Z’s testimony lasted all afternoon. One of his principal roles in the investigation had been to make a transcript of the Border Patrol’s radio communications during the “incident.” Going through the transcript shortly before lunch, he mentioned that he had made a cassette recording of these radio transmissions. Where was the tape now? Probably filed over at the police station.

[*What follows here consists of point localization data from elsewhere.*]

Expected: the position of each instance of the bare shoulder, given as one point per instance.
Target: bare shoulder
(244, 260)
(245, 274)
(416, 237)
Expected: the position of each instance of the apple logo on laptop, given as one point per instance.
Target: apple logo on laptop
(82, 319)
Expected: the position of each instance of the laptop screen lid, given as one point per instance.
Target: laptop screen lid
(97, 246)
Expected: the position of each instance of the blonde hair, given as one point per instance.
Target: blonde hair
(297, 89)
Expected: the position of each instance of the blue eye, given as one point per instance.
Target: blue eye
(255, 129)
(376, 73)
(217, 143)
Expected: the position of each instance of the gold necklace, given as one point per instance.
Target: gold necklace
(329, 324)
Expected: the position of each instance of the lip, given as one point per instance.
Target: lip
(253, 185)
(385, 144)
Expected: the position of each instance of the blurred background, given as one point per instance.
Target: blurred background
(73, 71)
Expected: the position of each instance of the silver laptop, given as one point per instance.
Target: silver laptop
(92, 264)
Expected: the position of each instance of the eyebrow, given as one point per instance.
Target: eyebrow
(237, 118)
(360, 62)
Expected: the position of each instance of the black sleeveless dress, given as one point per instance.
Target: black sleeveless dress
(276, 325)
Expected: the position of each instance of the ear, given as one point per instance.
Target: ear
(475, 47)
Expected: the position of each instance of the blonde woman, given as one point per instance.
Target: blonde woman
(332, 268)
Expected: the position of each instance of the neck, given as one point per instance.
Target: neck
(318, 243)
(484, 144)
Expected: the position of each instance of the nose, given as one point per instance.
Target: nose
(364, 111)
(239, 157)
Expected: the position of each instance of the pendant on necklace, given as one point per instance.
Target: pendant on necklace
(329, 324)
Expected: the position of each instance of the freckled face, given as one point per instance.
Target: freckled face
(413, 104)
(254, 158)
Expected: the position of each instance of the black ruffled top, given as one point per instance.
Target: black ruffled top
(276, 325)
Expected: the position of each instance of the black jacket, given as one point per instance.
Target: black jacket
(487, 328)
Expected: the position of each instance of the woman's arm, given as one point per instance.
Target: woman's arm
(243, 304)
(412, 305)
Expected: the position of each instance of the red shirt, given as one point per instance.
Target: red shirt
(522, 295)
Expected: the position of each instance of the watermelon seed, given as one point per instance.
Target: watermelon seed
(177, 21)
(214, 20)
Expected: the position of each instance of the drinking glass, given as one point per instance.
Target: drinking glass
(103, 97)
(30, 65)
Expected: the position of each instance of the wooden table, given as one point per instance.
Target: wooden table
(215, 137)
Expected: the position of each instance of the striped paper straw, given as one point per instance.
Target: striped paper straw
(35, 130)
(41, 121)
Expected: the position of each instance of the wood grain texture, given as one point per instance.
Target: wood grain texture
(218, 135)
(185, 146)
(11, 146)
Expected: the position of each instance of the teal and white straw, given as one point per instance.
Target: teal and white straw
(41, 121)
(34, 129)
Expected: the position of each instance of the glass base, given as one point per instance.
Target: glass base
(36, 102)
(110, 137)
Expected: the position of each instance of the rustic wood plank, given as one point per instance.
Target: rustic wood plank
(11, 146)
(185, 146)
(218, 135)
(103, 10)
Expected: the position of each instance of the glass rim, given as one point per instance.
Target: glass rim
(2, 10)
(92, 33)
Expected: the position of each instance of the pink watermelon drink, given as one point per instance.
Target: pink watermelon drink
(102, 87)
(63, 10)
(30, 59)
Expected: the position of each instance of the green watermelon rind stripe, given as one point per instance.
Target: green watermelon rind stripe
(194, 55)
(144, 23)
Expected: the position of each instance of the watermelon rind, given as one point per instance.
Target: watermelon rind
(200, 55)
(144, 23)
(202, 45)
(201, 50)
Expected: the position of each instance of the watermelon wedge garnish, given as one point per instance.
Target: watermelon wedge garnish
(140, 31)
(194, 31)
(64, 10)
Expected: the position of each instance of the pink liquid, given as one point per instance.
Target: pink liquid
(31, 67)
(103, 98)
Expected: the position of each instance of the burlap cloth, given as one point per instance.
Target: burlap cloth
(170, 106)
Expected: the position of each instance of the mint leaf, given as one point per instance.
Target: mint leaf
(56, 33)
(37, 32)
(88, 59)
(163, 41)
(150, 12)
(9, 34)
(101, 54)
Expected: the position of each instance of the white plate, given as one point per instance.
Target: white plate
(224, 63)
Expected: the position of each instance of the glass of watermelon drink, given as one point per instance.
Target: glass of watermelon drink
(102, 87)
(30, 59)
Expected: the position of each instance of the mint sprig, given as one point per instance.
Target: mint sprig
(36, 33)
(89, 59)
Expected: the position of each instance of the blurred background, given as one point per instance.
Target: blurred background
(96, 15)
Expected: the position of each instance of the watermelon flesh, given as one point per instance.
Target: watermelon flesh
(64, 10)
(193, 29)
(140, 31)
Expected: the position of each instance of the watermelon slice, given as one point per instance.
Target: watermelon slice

With those few words he unleashed a storm of controversy. Apparently the prosecution had been trying for months, unsuccessfully, to get a copy of the radio transmissions from the defense. (The defense said they had the transmissions on the radio system, but they couldn’t make a recording—to which Enrique Moreno replied, has technology gone backwards?) Now the court learned that a recording had been languishing in a file over at the police station the whole time. Enrique subpoenaed the tape during lunch, and when the court resumed in the afternoon he moved to admit the tape. The defense objected strenuously to this sudden addition of evidence. Enrique argued that this “new” piece of evidence could hardly be considered an ambush, since the defense had had access to this recording from the beginning. It was therefore new only to the prosecution. The tape was brought up and a tape recorder found. The judge left the room and we listened to the tape, which to me was mostly unintelligible. Even Z had said it had taken him days to decipher everything. It was late in the day and the judge finally adjourned the court, leaving the matter of the “Z tape” to be settled at a later date. We stood, the judge left; the two news reporters closed their notebooks. Aside from me and Ruben and the legal aids, they were the only audience.
Cesar and Irene were tired. It had been a long day. “Es duro,” Irene told me, and she placed her hand over her heart. They had listened to the proceedings through headphones, translated into Spanish. Enrique paused to speak with them before we took them back to the hotel. He said, I know the trial moves very slowly and there are lots of tiny details to go through. But I think it’s going well. And it’s important to us that you’re here, that you can follow what’s happening. He said, the two of you are the most important people in this courtroom.
Yes. Yes. I had almost lost sight of this. It was easy to get lost in all the binders and objections, the technicalities, the yes-sirs and no-sirs and for-the-records. I was bored sometimes today, and sometimes I was fascinated, but this trial is at its heart neither dull nor interesting, neither routine nor exciting. I have to remember this: beneath all the fuss of the trial, at the heart of things, lies the grief of two parents who have lost their son. Today they have seen the man who shot and killed their child. And even if they win their case, it will not be a victory; they have already lost. No. There will not be victory in this trial. But there can be truth. There can be. I believe in that.